Fear and C-reactive protein cosynergize annual pulse increases in healthy adults

Abstract

Recent international terror outbreaks notably involve long-term mental health risks to the exposed population, but whether physical health risks are also anticipated has remained unknown. Here, we report fear of terror-induced annual increases in resting heart rate (pulse), a notable risk factor of all-cause mortality. Partial least squares analysis based on 325 measured parameters successfully predicted annual pulse increases, inverse to the expected age-related pulse decline, in approximately 4.1% of a cohort of 17,380 apparently healthy active Israeli adults. Nonbiased hierarchical regression analysis among 27 of those parameters identified pertinent fear of terror combined with the inflammatory biomarker C-reactive protein as prominent coregulators of the observed annual pulse increases. In comparison, basal pulse primarily depended on general physiological parameters and reduced cholinergic control over anxiety and inflammation, together indicating that consistent exposure to terror threats ignites fear-induced exacerbation of preexisting neuro-immune risks of all-cause mortality.

Keywords: C-reactive protein; acetylcholinesterase; cholinergic status; pulse; terror.

Fig. 1.

FOT-inducible pulse changes: Hierarchical plot of predictors of residual annual pulse change. An analysis regression tree was constructed of the residual score of annual pulse change [adjusted for age, sex, and body mass index (BMI) for 9,946 of the 17,380 cohort members (details in SI Materials and Methods)]. Branches were hierarchically organized, such that the higher is more important and each branch divides the rest of the cohort using the calculated cut-point value noted in the circle (left side = statement in parent circle confirmed). Circles are color-coded by the calculated effect on residual annual pulse change (increase or decrease; scale). Of the physiological, psychological, and medical parameters entered into the model, inflammation parameters, sport activity, and FOT and perceived control emerged as significant predictors. ESR, erythrocyte sedimentation rate.

Fig. 2.

PLS identified pulse changes. (A) PLS classification of pulse changes. Shown are classification success rates as a function of threshold for pulse changes on a training dataset of 95% of the volunteers (green) and a 20-fold cross-validation test dataset (blue) for the noted discrimination SD threshold values. (B) Discriminative classification results. Shown are example classified principal component values for pulse changes (up, red; down, blue) at 1 and 1.5 SD levels for the noted numbers of volunteers.

Fig. 3.

FOT–CRP interactions affect pulse changes. (A) Coelevated FOT and CRP strongly correlate with pulse increases. Triple association of FOT, inflammation, and annual pulse change presents the differences between the observed and expected value for individuals with the same age, sex, and BMI. Annual pulse changes (color code) were square root transformed. Note the increasing tendency for elevated pulse (red) in those participants with coincreased FOT and CRP. (B–D) CRP and FOT changes coclassify volunteers with pulse variations. Volunteers with elevated or decreased pulse (1 SD) were classified by CRP (B), FOT (C), or CRP and FOT (D).
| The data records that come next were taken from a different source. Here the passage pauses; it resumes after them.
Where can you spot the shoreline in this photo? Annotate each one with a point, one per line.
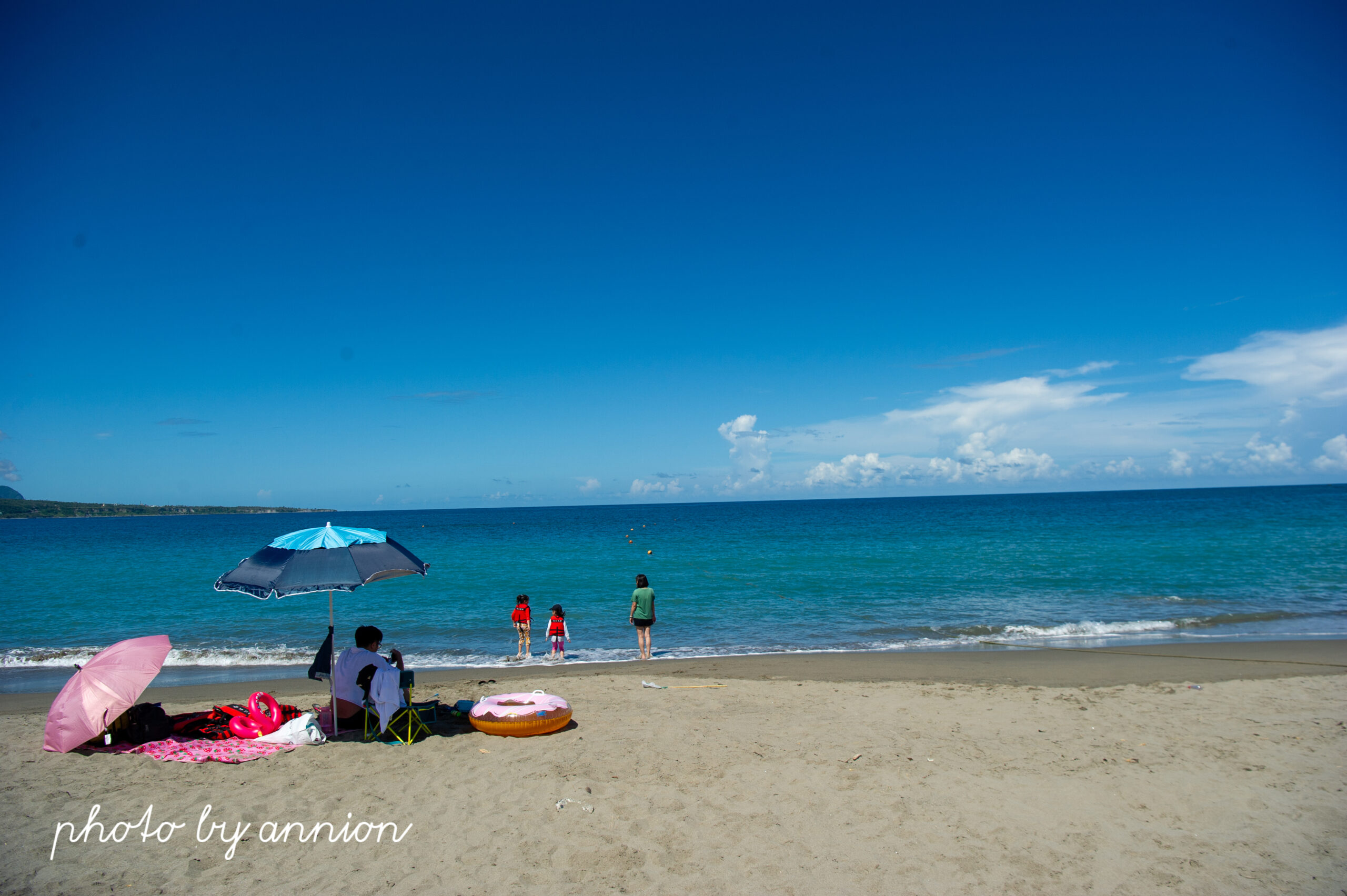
(1027, 666)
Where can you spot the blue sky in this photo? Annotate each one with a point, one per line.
(455, 255)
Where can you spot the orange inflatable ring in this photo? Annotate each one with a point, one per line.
(520, 714)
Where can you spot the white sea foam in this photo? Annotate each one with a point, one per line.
(1086, 628)
(68, 657)
(1083, 631)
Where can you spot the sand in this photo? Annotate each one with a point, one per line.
(836, 774)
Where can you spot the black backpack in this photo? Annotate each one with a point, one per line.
(147, 722)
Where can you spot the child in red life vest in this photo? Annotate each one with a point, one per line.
(523, 620)
(558, 632)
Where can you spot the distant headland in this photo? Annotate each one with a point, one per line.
(13, 508)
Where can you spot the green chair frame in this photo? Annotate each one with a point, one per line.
(405, 727)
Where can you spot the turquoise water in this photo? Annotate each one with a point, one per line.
(918, 573)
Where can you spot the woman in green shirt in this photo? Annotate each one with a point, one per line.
(643, 615)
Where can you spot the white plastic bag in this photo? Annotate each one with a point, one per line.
(302, 731)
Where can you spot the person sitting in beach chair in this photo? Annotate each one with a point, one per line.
(350, 697)
(400, 726)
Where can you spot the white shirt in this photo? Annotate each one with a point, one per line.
(383, 690)
(349, 663)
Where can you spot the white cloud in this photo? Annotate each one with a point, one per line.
(988, 405)
(1293, 366)
(852, 472)
(973, 461)
(748, 452)
(641, 487)
(976, 460)
(1265, 457)
(1178, 464)
(1127, 467)
(1334, 457)
(1091, 367)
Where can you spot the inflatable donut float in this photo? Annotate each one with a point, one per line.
(520, 714)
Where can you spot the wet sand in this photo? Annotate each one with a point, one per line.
(999, 771)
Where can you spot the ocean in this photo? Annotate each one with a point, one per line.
(857, 575)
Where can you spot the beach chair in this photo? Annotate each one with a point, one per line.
(405, 728)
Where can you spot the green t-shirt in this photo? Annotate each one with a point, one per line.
(644, 599)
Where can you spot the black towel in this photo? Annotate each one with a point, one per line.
(323, 666)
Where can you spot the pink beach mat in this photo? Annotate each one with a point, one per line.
(182, 750)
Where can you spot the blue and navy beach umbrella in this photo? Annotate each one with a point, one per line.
(333, 558)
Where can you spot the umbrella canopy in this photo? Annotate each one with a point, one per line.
(332, 558)
(102, 690)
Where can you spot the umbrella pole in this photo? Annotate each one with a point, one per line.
(332, 663)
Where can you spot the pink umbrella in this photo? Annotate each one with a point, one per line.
(105, 688)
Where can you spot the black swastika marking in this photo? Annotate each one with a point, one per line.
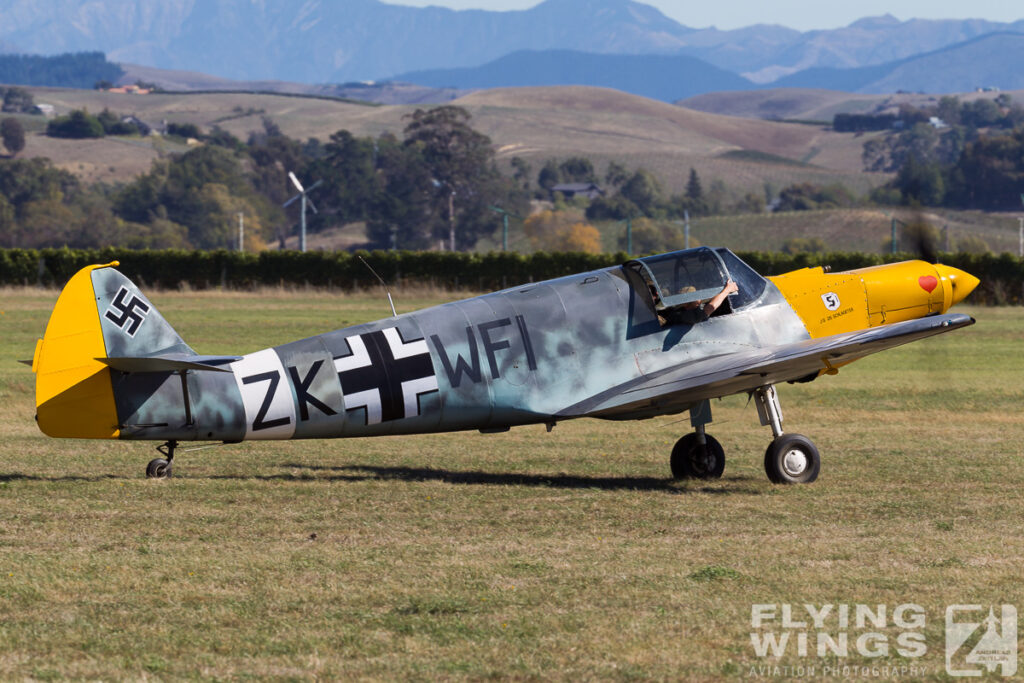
(131, 312)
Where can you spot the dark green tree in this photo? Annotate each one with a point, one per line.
(643, 190)
(461, 165)
(78, 124)
(616, 174)
(12, 135)
(549, 176)
(578, 169)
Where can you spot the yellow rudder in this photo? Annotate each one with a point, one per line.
(74, 394)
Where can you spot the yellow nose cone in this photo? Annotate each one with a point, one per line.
(961, 283)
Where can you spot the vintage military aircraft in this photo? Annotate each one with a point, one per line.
(612, 343)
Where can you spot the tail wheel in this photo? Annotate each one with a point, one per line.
(158, 469)
(792, 459)
(691, 460)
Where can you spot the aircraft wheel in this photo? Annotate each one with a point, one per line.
(691, 461)
(792, 459)
(158, 469)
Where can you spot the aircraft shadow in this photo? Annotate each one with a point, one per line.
(517, 479)
(17, 476)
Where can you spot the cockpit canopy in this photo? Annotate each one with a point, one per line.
(696, 274)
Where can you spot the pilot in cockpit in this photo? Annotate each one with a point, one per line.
(697, 311)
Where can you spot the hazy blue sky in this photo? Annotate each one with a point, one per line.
(799, 14)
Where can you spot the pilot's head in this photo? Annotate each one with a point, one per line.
(687, 290)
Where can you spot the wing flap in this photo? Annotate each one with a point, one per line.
(677, 387)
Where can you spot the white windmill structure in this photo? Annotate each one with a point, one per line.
(304, 202)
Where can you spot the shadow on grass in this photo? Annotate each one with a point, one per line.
(515, 479)
(17, 476)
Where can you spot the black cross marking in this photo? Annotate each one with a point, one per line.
(131, 313)
(385, 374)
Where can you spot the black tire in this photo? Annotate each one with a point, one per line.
(691, 461)
(792, 459)
(158, 469)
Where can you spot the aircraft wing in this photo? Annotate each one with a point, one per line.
(675, 388)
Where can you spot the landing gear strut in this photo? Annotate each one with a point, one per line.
(790, 458)
(160, 468)
(698, 455)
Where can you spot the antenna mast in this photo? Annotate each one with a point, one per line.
(389, 299)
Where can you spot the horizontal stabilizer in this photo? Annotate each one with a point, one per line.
(170, 363)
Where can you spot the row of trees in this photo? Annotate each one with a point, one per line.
(80, 70)
(410, 191)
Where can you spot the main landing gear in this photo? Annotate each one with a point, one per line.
(160, 468)
(788, 459)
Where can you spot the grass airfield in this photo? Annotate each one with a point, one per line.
(525, 555)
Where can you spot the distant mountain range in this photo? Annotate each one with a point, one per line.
(613, 43)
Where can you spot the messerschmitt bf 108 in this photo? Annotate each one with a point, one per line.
(659, 335)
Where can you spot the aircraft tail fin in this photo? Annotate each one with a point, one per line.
(99, 314)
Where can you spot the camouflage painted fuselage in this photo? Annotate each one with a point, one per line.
(536, 353)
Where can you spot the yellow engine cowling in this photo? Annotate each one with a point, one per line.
(830, 303)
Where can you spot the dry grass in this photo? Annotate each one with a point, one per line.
(532, 123)
(525, 555)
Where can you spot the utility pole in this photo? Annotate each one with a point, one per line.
(1020, 248)
(629, 233)
(505, 224)
(452, 221)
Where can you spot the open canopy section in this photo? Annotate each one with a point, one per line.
(686, 276)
Small translucent ellipsoids represent 0.5 × SD and outer circles 3 × SD for each group. To illustrate the true (eight-dimensional) separation between volunteers we present the discrimination ability (DA) with closer values to their own group mean than to the other group.

Fig. 4.

CRP and cholinergic interactions affect basal pulse values: Hierarchical plot of predictors of residual pulse. An analysis regression tree was constructed of the residual score of basal pulse (adjusted for age, sex, and BMI) for 17,380 cohort members, essentially as in Fig. 1. Of the physiological, psychological, and medical parameters entered into the model, inflammation parameters and sport activity but not FOT and perceived control emerged as significant predictors.

Fig. 5.

Cholinergic status (CS) and pulse. (A) A multiple linear regression model was constructed with pulse as the dependent variable and age, current smoking, vascular, anxiety, and inflammation risk factors as independent variables. The variables that remained significantly associated with pulse were age, sport, inflammatory markers, and cholinergic status. The addition of cholinergic status was significant (F change 3.56, P = 0.03). (B) Cholinergic status. Shown is a schematic representation of the cholinergic status test, which measures cumulative AChE and BChE capacities to hydrolyze acetylcholine into choline and acetate. (C) General scheme. Basal pulse values are primarily affected by sport and inflammation, which may be controlled by cholinergic signaling. Pulse changes, in comparison, are coaffected by inflammation and FOT.